Pour conclure provisoirement...
Certains aspects du Manifeste sont aujourd'hui obsolètes. La Région wallonne a accru ses compétences au fil des réformes institutionnelles successives. Bruxelles est devenue une Région à part entière. Ce qui par contre n'a guère changé, c'est le regard de cette dernière sur la Wallonie et la mainmise qu'elle continue à exercer sur l'école, l'audiovisuel et la culture, via la Communauté française. Si une réécriture du Manifeste s'impose, il n'en reste pas moins, vingt ans après, d'une pertinence et d'une actualité criante. Il doit continuer à interpeller le peuple wallon, sauf à courir le risque de le voir disparaître purement et simplement. D'autres peuples après tout se sont effacés faute d'avoir pu conserver leur identité propre tout en ne se repliant pas sur eux-mêmes.

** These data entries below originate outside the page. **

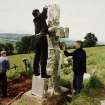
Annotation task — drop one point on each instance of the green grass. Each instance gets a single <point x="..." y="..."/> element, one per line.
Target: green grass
<point x="93" y="90"/>
<point x="92" y="93"/>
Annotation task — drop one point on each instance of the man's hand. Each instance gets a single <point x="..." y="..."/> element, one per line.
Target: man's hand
<point x="66" y="53"/>
<point x="45" y="7"/>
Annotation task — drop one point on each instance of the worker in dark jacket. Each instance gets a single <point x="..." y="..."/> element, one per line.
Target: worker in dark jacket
<point x="79" y="65"/>
<point x="41" y="43"/>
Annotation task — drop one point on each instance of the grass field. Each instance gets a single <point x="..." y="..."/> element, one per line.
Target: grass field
<point x="94" y="89"/>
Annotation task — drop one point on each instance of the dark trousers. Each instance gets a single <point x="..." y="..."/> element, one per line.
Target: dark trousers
<point x="41" y="55"/>
<point x="3" y="84"/>
<point x="78" y="82"/>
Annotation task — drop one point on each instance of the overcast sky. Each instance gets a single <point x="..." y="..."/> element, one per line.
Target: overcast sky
<point x="82" y="16"/>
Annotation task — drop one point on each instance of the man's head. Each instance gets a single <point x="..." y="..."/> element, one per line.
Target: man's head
<point x="35" y="12"/>
<point x="78" y="44"/>
<point x="3" y="53"/>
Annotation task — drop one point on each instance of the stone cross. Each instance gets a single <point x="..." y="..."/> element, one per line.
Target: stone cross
<point x="56" y="32"/>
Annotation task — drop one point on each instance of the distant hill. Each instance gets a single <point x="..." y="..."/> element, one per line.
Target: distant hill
<point x="11" y="37"/>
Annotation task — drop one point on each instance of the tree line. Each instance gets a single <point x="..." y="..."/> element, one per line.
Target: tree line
<point x="26" y="44"/>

En ce qui nous concerne, nous ne pouvons nous résoudre à ce que le peuple wallon soit un peuple en voie d'extinction. Et c'est pourquoi, plus que jamais, plus encore qu'il y a vingt ans, nous voulons souscrire à cette conclusion du Manifeste, à savoir qu' en tant que communauté simplement humaine, la Wallonie veut émerger dans une appropriation de soi qui sera ouverte au monde.